You can look at the chart that list characteristics of each stage for Alzheimers, though, it's not exact. People tend to have traits from different stages. For that reason, the chart can be confusing and perhaps not accurate for your particular case. I've read that you go to the stage where the person has at least one trait and that is supposed to be their stage, but, I'm not sure there is any scientific proof of that. However, if she has Vascular dementia or something like Parkinsons, the Stage Chart for Alzheimers might not apply. However, I have read and noticed that once the patient reaches severe dementia, their characteristics are pretty much the same, regardless of the cause of the dementia.
My LO became incontinent and was wheelchair bound quite early after her diagnosis. She even had a positive Babinski reflex early on in her neurologist visit, which surprised me, because I knew what it meant and I could see the doctor was surprised too. It is normally a late stage symptom. He said then she had severe dementia, but, she was still able to talk, feed herself, knew family members, had some long term memory, etc.
She has Vascular dementia and her balance was horrible. She had numerous falls due to poor balance. After multiple fractures from falling, (she fell even with a walker), she ended up in a wheelchair and it was the only thing that helped eliminate the falls.
In year two her geriatric psychiatrist told me that she had Profound dementia. I had never heard that term before and looked it up. Still, at this point, she was able to get around in her wheelchair on her own, carry short conversation and recognized close family members, though, not recall their names or how she knew them.
She did pretty well after that, but, after about 3 years, she began to lose speech, ability to feed herself and to recognize her close family members. She also lost weight, despite eating. These things to me indicated late stage. She had some medical issues, but, not a lot.
Year 4, we are meeting with hospice nurse today. She has a fever, is taking antibiotics, doesn't really speak and I'm not sure how much she understands about things around her.
I have read about some people with Alzheimers who progress quite slowly and are able to walk, talk, write letters, use the phone, recognize family members for many years. Even as much as 15 years. So, what is causing the dementia does have a significant impact on the time progression, based on what I have seen. I'd discuss it with her doctor and see if they could offer you more information.

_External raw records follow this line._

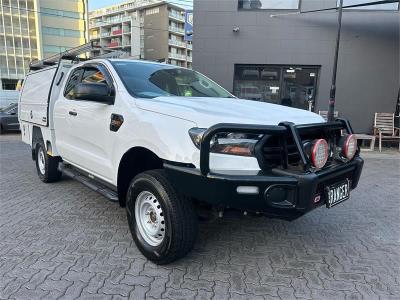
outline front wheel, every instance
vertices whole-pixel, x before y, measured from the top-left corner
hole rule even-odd
[[[132,180],[126,210],[136,246],[154,263],[170,263],[193,248],[197,215],[192,202],[175,191],[164,170],[147,171]]]
[[[36,170],[40,180],[46,183],[60,180],[61,172],[58,170],[59,159],[47,154],[43,140],[40,140],[36,144],[35,155]]]

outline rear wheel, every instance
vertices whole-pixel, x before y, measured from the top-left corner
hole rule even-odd
[[[43,140],[36,144],[35,155],[36,170],[40,180],[46,183],[60,180],[61,172],[58,170],[60,160],[47,154]]]
[[[139,250],[157,264],[185,256],[197,237],[192,202],[179,195],[164,170],[136,176],[128,190],[129,228]]]

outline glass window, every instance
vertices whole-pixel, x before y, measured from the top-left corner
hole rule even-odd
[[[319,67],[235,65],[234,94],[302,109],[315,102]]]
[[[97,68],[85,68],[82,76],[83,83],[107,83],[104,74]]]
[[[54,28],[54,27],[43,27],[43,34],[57,35],[57,36],[70,36],[70,37],[80,37],[81,36],[81,32],[79,30]]]
[[[71,19],[80,19],[81,14],[74,12],[74,11],[66,11],[66,10],[58,10],[58,9],[52,9],[52,8],[46,8],[42,7],[40,9],[41,13],[46,15],[46,16],[51,16],[51,17],[66,17],[66,18],[71,18]]]
[[[343,6],[357,5],[363,3],[376,2],[376,0],[343,0]],[[337,0],[337,5],[340,5],[340,0]],[[365,9],[365,10],[398,10],[399,3],[385,3],[378,5],[360,6],[349,9]]]
[[[239,9],[299,9],[300,0],[239,0]]]
[[[218,84],[192,70],[156,63],[113,61],[112,64],[134,97],[233,98]]]
[[[64,91],[65,98],[73,99],[73,89],[80,82],[81,74],[82,74],[82,69],[76,69],[75,71],[73,71],[65,86],[65,91]]]

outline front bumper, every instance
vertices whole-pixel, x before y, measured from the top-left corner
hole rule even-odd
[[[306,125],[288,122],[278,126],[217,124],[203,135],[200,169],[173,163],[165,163],[164,166],[177,190],[189,197],[219,207],[262,212],[271,217],[293,220],[324,205],[327,201],[326,187],[349,180],[350,189],[354,189],[364,164],[358,151],[351,161],[333,163],[315,171],[304,152],[302,140],[302,135],[310,135],[313,131],[323,131],[327,135],[343,131],[353,133],[349,122],[342,119]],[[282,142],[281,168],[269,165],[262,154],[262,147],[256,145],[255,157],[261,171],[253,174],[249,171],[215,173],[210,170],[210,141],[220,132],[256,133],[264,137],[278,135],[284,140],[290,138],[298,151],[303,170],[297,172],[288,168],[289,148],[286,142]]]
[[[197,169],[165,164],[169,178],[183,194],[217,207],[262,212],[270,217],[294,220],[325,204],[325,188],[349,179],[356,188],[364,161],[324,169],[318,173],[293,174],[282,169],[249,175],[247,172],[212,173],[203,176]],[[257,194],[243,194],[238,187],[256,187]],[[318,202],[315,202],[319,199]]]

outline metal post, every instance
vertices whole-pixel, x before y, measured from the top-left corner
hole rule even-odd
[[[338,26],[337,36],[336,36],[336,49],[335,49],[335,58],[333,61],[332,85],[331,85],[329,108],[328,108],[328,121],[329,122],[334,121],[334,119],[335,119],[336,74],[337,74],[339,47],[340,47],[340,34],[342,32],[342,13],[343,13],[343,0],[340,0],[339,16],[338,16],[339,26]]]

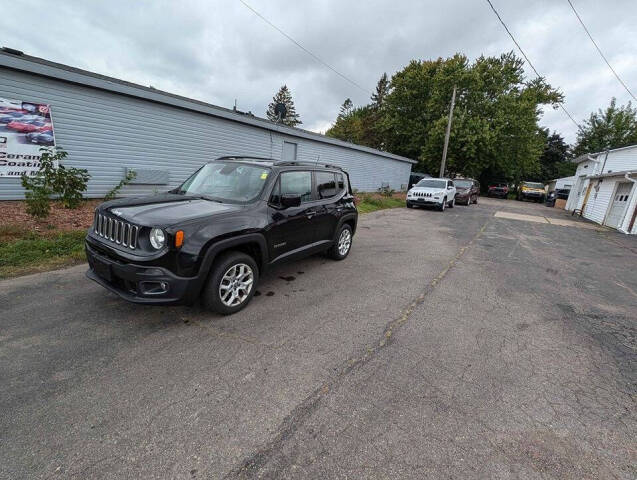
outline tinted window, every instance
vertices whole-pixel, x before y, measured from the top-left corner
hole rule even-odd
[[[336,174],[336,182],[338,183],[338,191],[342,192],[343,190],[345,190],[345,180],[343,179],[343,174],[342,173],[337,173]]]
[[[312,200],[312,173],[283,172],[281,174],[281,195],[301,195],[302,202]]]
[[[316,190],[319,198],[330,198],[336,195],[336,182],[331,172],[316,172]]]
[[[416,184],[417,187],[427,187],[427,188],[445,188],[447,182],[444,180],[432,180],[432,179],[423,179]]]

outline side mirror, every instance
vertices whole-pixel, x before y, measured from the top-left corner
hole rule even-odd
[[[281,195],[281,206],[283,208],[298,207],[299,205],[301,205],[301,195]]]

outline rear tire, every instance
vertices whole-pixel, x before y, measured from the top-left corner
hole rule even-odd
[[[210,269],[201,301],[208,310],[231,315],[250,303],[258,281],[259,269],[250,255],[236,251],[222,254]]]
[[[327,251],[327,255],[333,260],[344,260],[352,249],[352,227],[345,223],[338,231],[336,242]]]

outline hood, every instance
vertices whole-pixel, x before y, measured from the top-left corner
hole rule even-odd
[[[412,192],[421,192],[421,193],[440,193],[444,192],[444,187],[414,187],[411,189]]]
[[[239,211],[242,205],[218,203],[176,194],[152,195],[106,202],[100,210],[136,225],[166,227],[211,215]]]

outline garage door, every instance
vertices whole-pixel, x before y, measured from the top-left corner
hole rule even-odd
[[[624,218],[624,211],[628,205],[628,198],[630,197],[630,189],[632,186],[632,183],[620,183],[617,185],[617,190],[613,197],[613,204],[610,207],[610,212],[606,219],[606,225],[609,227],[619,227],[619,222]]]

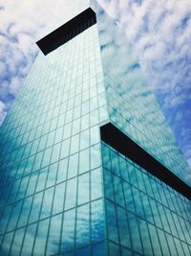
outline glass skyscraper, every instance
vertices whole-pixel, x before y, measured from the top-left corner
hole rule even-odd
[[[191,255],[191,172],[96,3],[41,49],[0,128],[0,255]]]

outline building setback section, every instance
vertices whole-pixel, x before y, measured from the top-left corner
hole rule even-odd
[[[191,199],[191,188],[112,123],[100,127],[101,140]]]
[[[96,13],[91,8],[88,8],[58,29],[38,40],[36,44],[44,55],[48,55],[96,23]]]

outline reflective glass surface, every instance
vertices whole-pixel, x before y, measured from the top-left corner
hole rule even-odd
[[[0,128],[0,255],[191,255],[190,201],[101,142],[113,122],[190,182],[124,35],[95,10],[39,54]]]
[[[110,120],[191,186],[191,170],[124,33],[93,2],[96,10]]]
[[[105,143],[101,149],[110,255],[190,255],[190,200]]]
[[[104,253],[99,124],[107,119],[94,25],[39,54],[1,127],[1,255]]]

If a person falls or or becomes ill and winds up in the hospital, they are not necessarily tested for dementia. In my mom’s case, she was hospitalized for a serious UTI, but the nurses suspected it was more than that and she was evaluated. I was told they felt she could no longer live on her own.

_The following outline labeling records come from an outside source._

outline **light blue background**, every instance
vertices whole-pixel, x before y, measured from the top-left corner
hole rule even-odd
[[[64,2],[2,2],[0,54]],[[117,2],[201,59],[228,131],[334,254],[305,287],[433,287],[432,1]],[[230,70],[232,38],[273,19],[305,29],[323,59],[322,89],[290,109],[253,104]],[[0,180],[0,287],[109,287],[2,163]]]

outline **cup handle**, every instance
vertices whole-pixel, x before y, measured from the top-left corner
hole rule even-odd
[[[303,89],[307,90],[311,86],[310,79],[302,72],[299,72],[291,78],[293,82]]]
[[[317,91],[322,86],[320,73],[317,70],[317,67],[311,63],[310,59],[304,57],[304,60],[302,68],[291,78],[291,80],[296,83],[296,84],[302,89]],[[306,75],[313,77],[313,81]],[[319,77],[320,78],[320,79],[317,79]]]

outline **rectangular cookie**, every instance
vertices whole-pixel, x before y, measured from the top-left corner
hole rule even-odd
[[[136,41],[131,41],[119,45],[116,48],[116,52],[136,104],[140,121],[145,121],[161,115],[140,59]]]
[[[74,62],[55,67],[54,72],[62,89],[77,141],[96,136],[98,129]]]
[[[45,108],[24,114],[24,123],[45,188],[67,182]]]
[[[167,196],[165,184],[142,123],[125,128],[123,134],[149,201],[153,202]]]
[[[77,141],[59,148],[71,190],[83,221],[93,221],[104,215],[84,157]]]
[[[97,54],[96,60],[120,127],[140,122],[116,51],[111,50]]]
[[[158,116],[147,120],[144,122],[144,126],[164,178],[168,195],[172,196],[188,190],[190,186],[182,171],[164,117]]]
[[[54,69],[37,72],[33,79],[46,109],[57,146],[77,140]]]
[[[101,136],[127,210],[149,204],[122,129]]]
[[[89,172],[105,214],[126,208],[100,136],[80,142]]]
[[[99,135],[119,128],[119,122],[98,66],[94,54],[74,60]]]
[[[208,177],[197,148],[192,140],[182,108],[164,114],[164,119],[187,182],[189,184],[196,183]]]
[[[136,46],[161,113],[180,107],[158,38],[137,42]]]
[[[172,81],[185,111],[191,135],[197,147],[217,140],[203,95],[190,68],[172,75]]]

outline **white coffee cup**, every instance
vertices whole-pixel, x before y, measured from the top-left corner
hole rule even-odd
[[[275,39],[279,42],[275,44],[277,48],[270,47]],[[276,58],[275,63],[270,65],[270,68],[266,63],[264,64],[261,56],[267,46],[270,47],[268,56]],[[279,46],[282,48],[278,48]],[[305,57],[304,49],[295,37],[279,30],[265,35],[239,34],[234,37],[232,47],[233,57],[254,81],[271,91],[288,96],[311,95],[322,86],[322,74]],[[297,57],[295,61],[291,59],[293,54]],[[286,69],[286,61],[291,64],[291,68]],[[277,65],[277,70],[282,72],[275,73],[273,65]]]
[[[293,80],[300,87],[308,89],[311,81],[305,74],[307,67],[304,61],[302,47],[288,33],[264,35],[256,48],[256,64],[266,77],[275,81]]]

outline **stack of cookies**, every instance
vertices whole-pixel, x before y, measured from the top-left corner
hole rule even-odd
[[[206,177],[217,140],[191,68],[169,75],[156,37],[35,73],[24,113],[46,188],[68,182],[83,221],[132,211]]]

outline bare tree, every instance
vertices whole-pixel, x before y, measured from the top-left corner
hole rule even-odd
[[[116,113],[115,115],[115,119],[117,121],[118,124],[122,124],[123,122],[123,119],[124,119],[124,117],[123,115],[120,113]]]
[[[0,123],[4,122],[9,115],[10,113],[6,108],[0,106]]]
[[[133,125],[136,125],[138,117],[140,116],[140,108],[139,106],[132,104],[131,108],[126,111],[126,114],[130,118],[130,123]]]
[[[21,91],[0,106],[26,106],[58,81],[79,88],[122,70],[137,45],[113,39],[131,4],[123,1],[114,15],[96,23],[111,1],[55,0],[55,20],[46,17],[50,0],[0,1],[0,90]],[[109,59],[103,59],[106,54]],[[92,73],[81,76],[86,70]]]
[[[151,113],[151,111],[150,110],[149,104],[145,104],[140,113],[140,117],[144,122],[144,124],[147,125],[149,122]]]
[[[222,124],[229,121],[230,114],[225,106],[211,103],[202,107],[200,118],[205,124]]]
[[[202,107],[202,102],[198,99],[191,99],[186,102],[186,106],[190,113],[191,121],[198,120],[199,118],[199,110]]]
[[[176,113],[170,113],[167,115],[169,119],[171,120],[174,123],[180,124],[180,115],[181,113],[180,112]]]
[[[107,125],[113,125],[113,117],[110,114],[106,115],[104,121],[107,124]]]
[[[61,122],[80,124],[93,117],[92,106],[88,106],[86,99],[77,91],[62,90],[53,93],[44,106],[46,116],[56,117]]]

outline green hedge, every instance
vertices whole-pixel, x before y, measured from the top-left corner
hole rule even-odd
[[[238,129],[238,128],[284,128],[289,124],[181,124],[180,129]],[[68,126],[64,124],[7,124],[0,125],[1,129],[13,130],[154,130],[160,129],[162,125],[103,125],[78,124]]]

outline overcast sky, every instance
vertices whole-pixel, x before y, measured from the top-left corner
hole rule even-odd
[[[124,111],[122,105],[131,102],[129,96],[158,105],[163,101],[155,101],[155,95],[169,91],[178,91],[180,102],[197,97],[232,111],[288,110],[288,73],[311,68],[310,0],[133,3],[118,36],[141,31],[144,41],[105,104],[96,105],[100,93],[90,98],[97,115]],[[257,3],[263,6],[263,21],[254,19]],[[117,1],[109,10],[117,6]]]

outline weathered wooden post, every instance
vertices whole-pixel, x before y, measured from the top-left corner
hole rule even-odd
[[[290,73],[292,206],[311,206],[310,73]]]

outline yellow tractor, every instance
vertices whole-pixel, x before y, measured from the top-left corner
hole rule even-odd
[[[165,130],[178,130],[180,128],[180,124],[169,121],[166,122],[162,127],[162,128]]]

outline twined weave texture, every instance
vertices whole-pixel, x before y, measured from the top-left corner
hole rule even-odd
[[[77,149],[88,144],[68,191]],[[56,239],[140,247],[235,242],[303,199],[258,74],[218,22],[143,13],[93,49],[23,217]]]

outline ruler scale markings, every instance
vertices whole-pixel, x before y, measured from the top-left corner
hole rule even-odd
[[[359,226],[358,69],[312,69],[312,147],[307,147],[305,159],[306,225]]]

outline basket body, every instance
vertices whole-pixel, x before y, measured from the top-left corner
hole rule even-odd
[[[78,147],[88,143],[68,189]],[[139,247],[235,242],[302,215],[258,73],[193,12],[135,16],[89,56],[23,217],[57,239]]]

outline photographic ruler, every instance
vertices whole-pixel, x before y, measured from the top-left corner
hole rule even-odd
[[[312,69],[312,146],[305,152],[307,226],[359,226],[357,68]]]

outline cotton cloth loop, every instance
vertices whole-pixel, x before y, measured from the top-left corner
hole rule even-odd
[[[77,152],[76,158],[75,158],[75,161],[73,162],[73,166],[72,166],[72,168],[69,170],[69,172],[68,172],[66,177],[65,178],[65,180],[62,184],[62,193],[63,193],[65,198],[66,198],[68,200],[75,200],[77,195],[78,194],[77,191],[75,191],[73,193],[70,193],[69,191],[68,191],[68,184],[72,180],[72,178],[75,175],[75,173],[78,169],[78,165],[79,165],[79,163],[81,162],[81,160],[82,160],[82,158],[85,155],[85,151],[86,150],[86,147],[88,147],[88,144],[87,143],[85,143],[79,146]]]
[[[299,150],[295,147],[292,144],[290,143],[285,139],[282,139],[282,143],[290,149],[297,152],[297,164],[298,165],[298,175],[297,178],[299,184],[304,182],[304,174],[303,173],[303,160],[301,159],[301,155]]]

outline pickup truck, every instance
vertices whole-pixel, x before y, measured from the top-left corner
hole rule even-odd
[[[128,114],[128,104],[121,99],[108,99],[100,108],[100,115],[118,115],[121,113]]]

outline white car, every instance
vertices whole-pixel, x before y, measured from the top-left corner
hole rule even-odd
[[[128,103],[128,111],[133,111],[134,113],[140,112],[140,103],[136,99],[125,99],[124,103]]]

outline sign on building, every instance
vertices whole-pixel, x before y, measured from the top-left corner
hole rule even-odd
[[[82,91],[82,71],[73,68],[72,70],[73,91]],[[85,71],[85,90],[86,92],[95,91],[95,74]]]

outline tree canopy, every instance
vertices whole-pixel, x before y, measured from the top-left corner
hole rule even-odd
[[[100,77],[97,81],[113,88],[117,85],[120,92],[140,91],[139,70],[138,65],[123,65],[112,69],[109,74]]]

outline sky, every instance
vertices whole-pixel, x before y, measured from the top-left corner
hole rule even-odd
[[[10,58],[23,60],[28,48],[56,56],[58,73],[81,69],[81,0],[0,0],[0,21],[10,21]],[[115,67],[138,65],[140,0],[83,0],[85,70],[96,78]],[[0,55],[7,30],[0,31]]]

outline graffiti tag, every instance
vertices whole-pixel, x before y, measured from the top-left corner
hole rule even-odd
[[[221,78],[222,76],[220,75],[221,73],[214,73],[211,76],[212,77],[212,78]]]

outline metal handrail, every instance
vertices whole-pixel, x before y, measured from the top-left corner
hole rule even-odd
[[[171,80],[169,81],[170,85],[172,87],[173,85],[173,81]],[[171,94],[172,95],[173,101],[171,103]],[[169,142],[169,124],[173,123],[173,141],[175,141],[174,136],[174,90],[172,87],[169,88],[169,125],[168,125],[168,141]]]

Like Barb suggests, take care of yourself. If your mom needs to be in a facility, it’s ok to put her in one.
Stages while they are listed on different dementia websites are only guidelines. She could be all over the map, which my mom was up until near the time of death.
What sort of doctor is following your mom's dementia?
I recall one if your posts in which you sounded quite burned out. Are you preparing to place your mom in a care facility so that you don't bankrupt yourself?
Unless she gets cancer or kidney failure or has a heart attack I know that dementia will kill her. I don't need to know the date and time of her death but . . . if I could know the year . . . it would be so much easier to prepare for whats coming.